By Robert J. Weiner VMD, ABVP
Vaccination is a pillar of disease prevention for humans as well as dogs and cats. Very few contemporary dog owners or veterinarians in our part of the world have seen canine distemper, a very common and usually fatal disease of dogs as recently as the 1960’s. Racoons continue to be a reservoir for this virus. Vaccination stands between this devastating illness and your dog. The parvo virus epidemic of the early 1980’s killed countless dogs before an effective vaccine was developed. A canine influenza epidemic in the mid 2000’s resulted in the depopulation of humane shelters across the country and a new influenza strain that smoldered in the middle west for the past 3 years has been reported in New York State recently. Just a few years ago we had a kitten infected with rabies virus in our very own office in New City that was found a few blocks away. Nevertheless, there is vaccination anxiety among pet owners who worry that too many vaccines are given and that vaccinations are dangerous.
Vaccinations are a medical procedure and must be done thoughtfully. There are core vaccinations that all dogs and cats need and others that can should be considered and given depending on the circumstances. Dogs who go to doggie day care, the dog park or hunt in the woods might be vaccinated differently from a dog who never leaves an apartment. A Toy Poodle gets the same “dose” of vaccine as a Great Dane. Another way to think about this is that it does not require any more vaccine to vaccinate a large dog as it does to vaccinate a small one. Vaccines are not a drug that needs to achieve a certain blood concentration in order to work. Size has nothing to do with it.

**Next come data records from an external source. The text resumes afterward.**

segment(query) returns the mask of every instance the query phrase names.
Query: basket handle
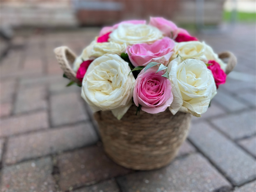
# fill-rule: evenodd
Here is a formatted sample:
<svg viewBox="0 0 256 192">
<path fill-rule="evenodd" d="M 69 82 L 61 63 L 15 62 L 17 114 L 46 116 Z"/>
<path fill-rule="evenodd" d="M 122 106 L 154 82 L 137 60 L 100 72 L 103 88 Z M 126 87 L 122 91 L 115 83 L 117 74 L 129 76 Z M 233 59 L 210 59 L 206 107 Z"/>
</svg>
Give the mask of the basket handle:
<svg viewBox="0 0 256 192">
<path fill-rule="evenodd" d="M 55 48 L 54 52 L 60 67 L 64 74 L 71 80 L 79 85 L 81 82 L 76 78 L 76 74 L 71 68 L 70 64 L 73 63 L 76 56 L 69 48 L 66 46 L 62 46 Z M 233 53 L 225 51 L 218 54 L 221 59 L 228 58 L 227 65 L 226 68 L 226 73 L 227 75 L 233 70 L 237 63 L 236 57 Z"/>
<path fill-rule="evenodd" d="M 225 51 L 219 53 L 219 57 L 221 59 L 228 58 L 227 65 L 226 68 L 226 74 L 227 75 L 230 73 L 236 66 L 237 60 L 236 56 L 229 51 Z"/>
<path fill-rule="evenodd" d="M 69 79 L 81 85 L 81 82 L 76 78 L 76 73 L 72 69 L 71 64 L 73 63 L 76 58 L 76 54 L 66 46 L 57 47 L 54 49 L 56 58 L 60 68 Z"/>
</svg>

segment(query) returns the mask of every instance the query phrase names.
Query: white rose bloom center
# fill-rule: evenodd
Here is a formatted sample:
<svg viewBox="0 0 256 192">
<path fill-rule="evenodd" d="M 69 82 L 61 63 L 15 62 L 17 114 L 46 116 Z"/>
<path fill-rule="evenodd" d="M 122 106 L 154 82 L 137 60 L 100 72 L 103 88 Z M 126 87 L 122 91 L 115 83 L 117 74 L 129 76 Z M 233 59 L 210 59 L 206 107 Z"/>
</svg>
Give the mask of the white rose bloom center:
<svg viewBox="0 0 256 192">
<path fill-rule="evenodd" d="M 219 63 L 224 71 L 226 64 L 219 58 L 218 54 L 212 49 L 204 42 L 192 41 L 176 43 L 174 48 L 174 53 L 172 59 L 176 58 L 178 55 L 183 59 L 196 59 L 207 63 L 210 60 L 214 60 Z"/>
<path fill-rule="evenodd" d="M 213 76 L 205 64 L 197 59 L 182 61 L 180 57 L 168 65 L 173 101 L 169 108 L 200 117 L 217 93 Z"/>
<path fill-rule="evenodd" d="M 120 25 L 110 35 L 110 41 L 127 45 L 153 43 L 163 38 L 157 28 L 144 24 L 126 23 Z"/>
<path fill-rule="evenodd" d="M 82 96 L 94 112 L 111 110 L 120 119 L 131 105 L 135 79 L 128 63 L 116 54 L 105 54 L 89 65 Z"/>
</svg>

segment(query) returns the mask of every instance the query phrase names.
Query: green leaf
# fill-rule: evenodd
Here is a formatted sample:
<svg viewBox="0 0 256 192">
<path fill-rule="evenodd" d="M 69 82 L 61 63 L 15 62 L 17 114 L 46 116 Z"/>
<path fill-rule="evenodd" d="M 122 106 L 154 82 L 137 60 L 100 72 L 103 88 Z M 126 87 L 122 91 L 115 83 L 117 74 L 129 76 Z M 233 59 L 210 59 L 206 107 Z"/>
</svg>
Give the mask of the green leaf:
<svg viewBox="0 0 256 192">
<path fill-rule="evenodd" d="M 161 63 L 159 63 L 157 62 L 150 62 L 148 64 L 146 67 L 145 68 L 145 69 L 144 69 L 144 71 L 147 71 L 147 69 L 149 69 L 150 67 L 154 67 L 154 66 L 156 65 L 157 65 L 158 64 L 161 64 Z"/>
<path fill-rule="evenodd" d="M 66 86 L 66 87 L 69 87 L 69 86 L 71 86 L 73 84 L 75 83 L 75 82 L 74 82 L 73 81 L 71 81 L 70 82 L 69 82 L 68 84 L 67 84 Z"/>
<path fill-rule="evenodd" d="M 166 78 L 167 79 L 169 78 L 169 73 L 166 71 L 166 72 L 162 76 L 162 77 Z"/>
<path fill-rule="evenodd" d="M 174 37 L 174 35 L 173 35 L 173 31 L 171 31 L 171 34 L 172 34 L 172 38 L 171 38 L 173 39 L 173 37 Z"/>
<path fill-rule="evenodd" d="M 126 61 L 128 63 L 130 68 L 131 70 L 132 70 L 133 68 L 133 66 L 132 64 L 132 63 L 131 63 L 130 59 L 129 59 L 128 54 L 125 53 L 122 53 L 121 54 L 121 57 L 125 61 Z"/>
<path fill-rule="evenodd" d="M 160 71 L 162 71 L 162 70 L 163 69 L 166 69 L 167 68 L 167 67 L 163 65 L 162 64 L 160 64 L 160 66 L 159 66 L 159 68 L 158 68 L 158 70 L 157 71 L 157 72 L 155 72 L 155 73 L 157 73 L 157 72 L 159 72 Z"/>
<path fill-rule="evenodd" d="M 185 61 L 183 60 L 183 58 L 182 58 L 182 57 L 181 57 L 180 55 L 179 54 L 178 54 L 178 55 L 177 55 L 177 57 L 176 57 L 176 58 L 177 58 L 178 56 L 179 56 L 180 57 L 180 58 L 181 58 L 181 60 L 182 60 L 182 61 L 184 61 L 184 63 L 185 63 L 185 64 L 187 64 L 186 63 L 186 62 L 185 62 Z"/>
<path fill-rule="evenodd" d="M 137 114 L 138 113 L 138 112 L 139 112 L 139 114 L 140 114 L 140 109 L 141 109 L 141 107 L 142 106 L 142 105 L 139 104 L 139 106 L 137 107 L 137 110 L 136 110 L 136 113 L 135 114 L 136 115 L 137 115 Z"/>
<path fill-rule="evenodd" d="M 121 53 L 121 57 L 124 60 L 129 60 L 128 54 L 125 53 Z"/>
<path fill-rule="evenodd" d="M 139 70 L 141 70 L 144 67 L 144 67 L 144 66 L 139 66 L 138 67 L 136 67 L 129 72 L 129 74 L 128 74 L 128 76 L 129 76 L 129 75 L 130 75 L 130 74 L 131 72 L 132 72 L 132 71 L 138 71 Z"/>
<path fill-rule="evenodd" d="M 67 75 L 66 75 L 66 74 L 63 74 L 63 77 L 64 78 L 67 78 L 67 79 L 69 79 L 69 78 L 67 77 Z"/>
</svg>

Vaccine reactions are uncommon but do occur. The most common reactions are allergic type events that are seen within an hour of the vaccination. Signs include vomiting, facial swelling, hives (best seen on short coated dogs where the fur stands up in patches) and rarely more dramatic shock like reactions occur. These respond well to antihistamines and sometimes IV fluids. We note these and do not repeat them when they occur. We occasionally pre-treat pets with antihistamines to prevent such things. Some pets will be sore or lethargic for a day or so after vaccination especially if several were given at the same time. I prefer not to give multiple vaccines to toy breeds on the same day but that may be more personal prejudice than science. Vaccinations are blamed for lots of maladies including auto immune diseases and cancer. We have no science that links vaccines to these things in dogs but it is impossible to prove that vaccines are not contributing factors. We do know for certain that many pets would suffer and die from infectious disease if vaccinations were not available.